A statement from the BBC said that its FM broadcasts to the Sri Lankan Broadcasting Corp (SLBC) had been suspended with effect from Tuesday.
The move came after many of its news reports in the Sinhala, Tamil and English languages, mainly related to the fighting between government troops and Tamil rebels, had been blocked or only partially broadcast over the past few weeks.
The BBC broadcasts two half-hour programmes in Sinhala and Tamil daily. They are popular among listeners. To ensure a bigger audience, they are broadcast via FM channels of SLBC.
The BBC said SLBC chairman Hudson Samarasinghe admitted censoring BBC programmes, saying he “had a duty to do so at a time of war”.
The BBC said it will maintain its services in Sinhala, Tamil and English on short wave radio and online. BBC news reports in English are to continue on the Sri Lankan commercial radio broadcaster, MBC.

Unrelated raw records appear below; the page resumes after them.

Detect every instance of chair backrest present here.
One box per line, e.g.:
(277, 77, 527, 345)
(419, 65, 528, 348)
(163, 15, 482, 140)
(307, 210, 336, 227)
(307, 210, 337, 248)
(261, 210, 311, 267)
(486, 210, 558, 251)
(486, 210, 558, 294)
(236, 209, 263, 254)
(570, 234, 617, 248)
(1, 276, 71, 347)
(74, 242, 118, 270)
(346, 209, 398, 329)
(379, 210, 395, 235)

The BBC move follows allegations that press freedoms are being eroded in Sri Lanka as fighting intensifies between troops and the Liberation Tigers of Tamil Eelam (LTTE).
Military operations are on in the last strongholds of the rebels in the Mullaitivu district where some 150,000 civilians are believed to be remaining.
More than 6,500 civilians entered military controlled areas from the rebel areas Monday, marking the largest number of arrivals in a single day.
Meanwhile the death toll in Monday’s suicide bomb attack at a camp for displaced people has risen to 30 with the deaths of two more wounded civilians. The explosion killed 20 soldiers and 10 civilians.
A woman posing as a civilian entered the government-controlled area and exploded herself at a welfare centre where a large number of civilians were present. Some 40 civilians and 24 soldiers were injured in the blast.